Voilà pourquoi le défi majeur qui attend le treizième président du Liban va consister à asseoir une légitimité populaire réelle, certes, au niveau de la rue, et néanmoins ternie par les criantes irrégularités qui ont marqué son ascension. C’est vrai que l’élection d’hier met un terme à une périlleuse anomalie qui, à force de perdurer, augurait de catastrophiques retombées politiques, socioéconomiques et autres. C’est vrai aussi qu’avec un président chrétien dit fort, se trouve rétabli, en termes de représentation communautaire, un équilibre longtemps rompu avec les autres hauts dignitaires de l’État. Mais un trio de coqs régnant en maître chacun sur un coin de basse-cour n’est pas forcément garant d’harmonie et de stabilité. Seule peut l’être la stricte observation de la Constitution, de la règle du jeu démocratique.

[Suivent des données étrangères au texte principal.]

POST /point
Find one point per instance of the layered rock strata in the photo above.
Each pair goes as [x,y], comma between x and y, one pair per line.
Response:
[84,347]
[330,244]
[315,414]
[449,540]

Malgré l’ironie de la situation (charité bien ordonnée…), ce même point figurait en bonne place dans le discours d’investiture du président, de même que la nécessité de garder le pays à l’écart des crises et guerres régionales, de le doter d’une politique étrangère indépendante ou encore de renforcer les capacités de l’armée. Mais peut-être est-ce sa promesse d’instaurer un système de transparence propre à enrayer la corruption qui aura le plus fait rêver les citoyens. Qu’il s’agisse en effet de ramassage d’ordures, de distribution du courant électrique et d’eau, de télécommunications, de contrebande ou de contrefaçon de médicaments, le fléau sévit avec une belle insolence dans les formations politiques les plus diverses.
Asséchés sont désormais les pis de la vache étatique, pressé à mort est le citron, insatiable pourtant demeure l’appétit des prévaricateurs : ceux-là mêmes à qui un autre et illustre général-président, Fouad Chéhab, décernait avec mépris le titre de « fromagistes ». Recommencer avec les mêmes (leurs noms sont sur toutes les lèvres), se prêter aux âpres marchandages de boutiquier dont on sait déjà qu’ils accompagneront la formation du nouveau gouvernement serait seulement, pour le chef de l’État, laisser se perpétuer le scandale. En revanche, un cabinet d’experts, de technocrates libres de toute tutelle politique et capables, pour le moins, de diagnostiquer le mal partout où il va se nicher serait, pour tous les sceptiques, un solide motif d’espoir.
Pour le Premier ministre annoncé Saad Hariri, ce serait un bon moyen d’aller vite en besogne. Et pour l’as de la culbute, celle-ci serait indéniablement la bonne.